The key is that you often get a lot of publicity when a discovery is made. But investors often don't realize that it's a minimum of five years after that discovery before there will be a product on the market. And it can be as much as 10. Once you've made a discovery, then you have to find the actual protein or a small molecule that you want to use to treat the condition you're looking at. That has to be tested in animals. Then you have to go into human clinical trials, which is the longest part of the process. First you have to prove that it's safe in the Phase I trials. Then in the Phase II trials, you have to prove that it has some indications of efficacy. And then in Phase III, you confirm results in larger trials with more patients.
Once that product actually makes it onto the market and the company starts making money, Wall Street often turns less positive on the company. Why?
Before a product starts making money, there's just hope and expectations. And often analysts will make excessive estimates of what sales are going to be. If a company doesn't meet those, then the stock goes down. This happened with the first really big blockbuster product out of biotech, which was Genentech, Inc.'s (GNE) TPA. That stock declined substantially within a year after they introduced TPA (a genetically engineered blood clot dissolver) because the estimates were just too high.
People begin to ignore some of the good things that are going on in the research pipeline, because they start focusing on earnings. And they think, well, there's a huge P/E ratio; we can't afford to pay that. But if they were looking at the potential for some of the products, they might even be more excited. In the case of Chiron, one of those products in the pipeline is PDGF, which is a wound-healing product they're developing in a partnership deal with Johnson & Johnson (JNJ). It has worked in its Phase III trials and they filed in December for approval to market the product. That will get approved later this year and is one of the things that should help Chiron be a superior performer over the next 12 months.
Can you really have that much certainty about a product getting FDA approval?

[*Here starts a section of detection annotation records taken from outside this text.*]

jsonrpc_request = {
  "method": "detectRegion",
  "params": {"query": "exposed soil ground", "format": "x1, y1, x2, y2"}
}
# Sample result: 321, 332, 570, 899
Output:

Once you've got good Phase III data, the chances of approval are very high. In this case, the public hasn't seen this data, which is part of the reason it's not reflected completely in the price. But Johnson & Johnson and Chiron have seen it, and they made the decision to go ahead and file with the FDA. And both of the organizations are pretty conservative. They have said publicly that the data was good and will get published some time later this year in one of the peer-reviewed medical journals, and that will probably be one of the things that causes the stock to move the most.
When to Sell
How do you decide when to sell a stock?
That's the toughest part of the business. And what we've done in the newsletter is to tell people to find good companies, buy them -- hopefully when they dip, which happens periodically -- and then hold onto them. The big money has been made by people who bought Amgen and Chiron in the early years. We're talking, in these cases, about 10 or 12 years for the really big gains. On a split-adjusted basis, we recommended Amgen at below 50 cents. And we probably encouraged people to sell it too soon on the way up. That was a mistake we made.
Chiron, on a split-adjusted basis, is down to just over a buck a share on our original recommendation price, which was back in 1984. It's now at about 20. In the case of Amgen, we've had a better than 100 to 1 return.
You've said the biotech sector is probably the least efficient on the market. Why?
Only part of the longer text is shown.